Autores principais:Sousa, Catarina Filipa Lourenço de
Assunto:Sentiment analysis Aspect-based sentiment analysis (ABSA) Cinematic aspects Online reviews Movies Análise de sentimentos -- Sentiment analysis Análise de sentimentos baseada em aspetos Aspetos cinematográficos Comentários online Filmes -- Films
Ano:2025
País:Portugal
Tipo de documento:dissertação de mestrado
Tipo de acesso:acesso aberto
Instituição associada:ISCTE
Idioma:inglês
Origem:Repositório ISCTE
Descrição
Resumo:Online movie reviews constitute a valuable source of audience feedback, yet their evaluative richness often exceeds the scope of overall sentiment analysis.
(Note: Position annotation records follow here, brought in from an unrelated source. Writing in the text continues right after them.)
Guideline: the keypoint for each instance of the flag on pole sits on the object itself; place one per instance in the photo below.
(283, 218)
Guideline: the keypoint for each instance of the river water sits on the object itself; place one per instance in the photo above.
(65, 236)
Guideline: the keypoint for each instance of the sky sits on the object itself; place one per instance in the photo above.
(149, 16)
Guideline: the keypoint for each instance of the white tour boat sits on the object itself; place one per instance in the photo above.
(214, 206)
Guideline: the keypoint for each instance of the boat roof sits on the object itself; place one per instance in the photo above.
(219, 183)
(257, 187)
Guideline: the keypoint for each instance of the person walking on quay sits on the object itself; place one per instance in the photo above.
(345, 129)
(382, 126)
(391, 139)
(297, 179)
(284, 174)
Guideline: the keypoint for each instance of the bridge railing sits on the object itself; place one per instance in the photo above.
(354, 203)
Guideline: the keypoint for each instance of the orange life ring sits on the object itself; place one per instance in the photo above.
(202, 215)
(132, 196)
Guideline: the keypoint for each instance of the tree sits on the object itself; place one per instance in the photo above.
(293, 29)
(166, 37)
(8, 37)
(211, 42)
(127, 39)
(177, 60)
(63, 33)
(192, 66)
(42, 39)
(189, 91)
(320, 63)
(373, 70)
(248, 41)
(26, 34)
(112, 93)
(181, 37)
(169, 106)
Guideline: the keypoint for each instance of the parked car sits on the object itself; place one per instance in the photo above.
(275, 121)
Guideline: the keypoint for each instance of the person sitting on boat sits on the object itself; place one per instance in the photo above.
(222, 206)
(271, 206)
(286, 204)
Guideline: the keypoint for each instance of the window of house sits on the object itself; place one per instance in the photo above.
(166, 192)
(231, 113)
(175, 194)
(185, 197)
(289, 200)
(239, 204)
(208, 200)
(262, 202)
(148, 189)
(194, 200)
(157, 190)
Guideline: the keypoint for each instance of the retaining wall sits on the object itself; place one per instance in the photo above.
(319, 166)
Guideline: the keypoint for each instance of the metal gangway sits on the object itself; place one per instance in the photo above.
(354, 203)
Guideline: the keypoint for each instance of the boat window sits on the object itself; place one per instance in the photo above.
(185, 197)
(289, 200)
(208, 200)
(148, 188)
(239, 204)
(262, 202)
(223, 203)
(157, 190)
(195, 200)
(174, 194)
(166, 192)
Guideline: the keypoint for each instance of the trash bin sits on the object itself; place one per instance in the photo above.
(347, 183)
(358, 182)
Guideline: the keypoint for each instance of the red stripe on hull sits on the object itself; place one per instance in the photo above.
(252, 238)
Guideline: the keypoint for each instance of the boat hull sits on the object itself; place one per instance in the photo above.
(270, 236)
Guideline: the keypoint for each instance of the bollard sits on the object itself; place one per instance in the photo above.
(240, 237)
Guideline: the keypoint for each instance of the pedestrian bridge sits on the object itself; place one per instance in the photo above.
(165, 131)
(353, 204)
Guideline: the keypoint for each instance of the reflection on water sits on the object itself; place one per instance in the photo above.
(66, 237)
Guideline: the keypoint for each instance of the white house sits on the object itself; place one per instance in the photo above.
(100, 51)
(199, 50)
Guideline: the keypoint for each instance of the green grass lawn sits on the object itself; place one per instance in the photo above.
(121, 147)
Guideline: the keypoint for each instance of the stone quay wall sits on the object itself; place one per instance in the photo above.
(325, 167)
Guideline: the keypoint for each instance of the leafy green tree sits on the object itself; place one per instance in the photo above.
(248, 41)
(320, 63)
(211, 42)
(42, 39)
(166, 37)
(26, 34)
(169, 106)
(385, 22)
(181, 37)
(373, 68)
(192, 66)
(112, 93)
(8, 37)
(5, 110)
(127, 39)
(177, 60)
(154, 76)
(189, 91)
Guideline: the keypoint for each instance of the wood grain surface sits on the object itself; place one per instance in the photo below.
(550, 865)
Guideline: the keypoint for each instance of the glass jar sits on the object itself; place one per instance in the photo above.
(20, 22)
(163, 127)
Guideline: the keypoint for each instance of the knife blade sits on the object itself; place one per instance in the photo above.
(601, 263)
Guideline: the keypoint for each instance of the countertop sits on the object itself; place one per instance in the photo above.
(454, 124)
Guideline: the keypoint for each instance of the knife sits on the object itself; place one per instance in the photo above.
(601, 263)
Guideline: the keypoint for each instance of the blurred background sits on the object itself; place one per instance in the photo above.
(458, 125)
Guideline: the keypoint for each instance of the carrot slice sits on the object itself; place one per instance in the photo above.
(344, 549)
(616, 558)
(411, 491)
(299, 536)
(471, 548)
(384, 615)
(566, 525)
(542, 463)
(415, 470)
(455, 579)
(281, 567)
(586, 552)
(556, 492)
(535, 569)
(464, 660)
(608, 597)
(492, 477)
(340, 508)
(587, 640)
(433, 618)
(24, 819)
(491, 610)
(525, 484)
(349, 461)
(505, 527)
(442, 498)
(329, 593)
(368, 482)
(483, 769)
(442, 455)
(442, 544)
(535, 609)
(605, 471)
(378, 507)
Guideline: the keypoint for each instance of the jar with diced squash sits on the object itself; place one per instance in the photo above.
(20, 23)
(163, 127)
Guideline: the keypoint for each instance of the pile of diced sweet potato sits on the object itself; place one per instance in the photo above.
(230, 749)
Aspect-Based Sentiment Analysis (ABSA) provides a finer-grained approach by linking sentiments to specific cinematic dimensions. This dissertation investigates which aspects of films most strongly influence audience ratings, addressing the research question through a systematic, multi-phase methodology. A dataset of 1,000 IMDb reviews was used, with texts segmented and preprocessed before being analysed through three ABSA approaches. Two followed a pipeline structure, combining keyword-based aspect detection with sentiment classification via either the lexicon-based VADER model or the transformer-based DistilBERT, while the third adopted an end-to-end design using large language models (GPT-4o mini and GPT-4.1 mini) to extract aspects and sentiments directly. Performance was evaluated against a manually annotated gold standard for aspects and the dataset’s polarity labels for sentiment, using precision, recall, F1 score, and accuracy, with the comparative results guiding the selection of the most reliable method for subsequent analyses. With the selected method, review-level, dominant-aspect, and combination-aspect analyses were conducted. The findings demonstrate that Plot and Cast are most influential aspects in shaping ratings, while Directing and Ambience act as secondary but meaningful contributors. Moreover, results reveal that ratings emerge not from isolated dimensions but from the interaction of multiple aspects, particularly when Plot and Cast align. The study combines methodological rigor with applied analysis, providing academic insights into ABSA and offering practical implications for the film industry and streaming platforms.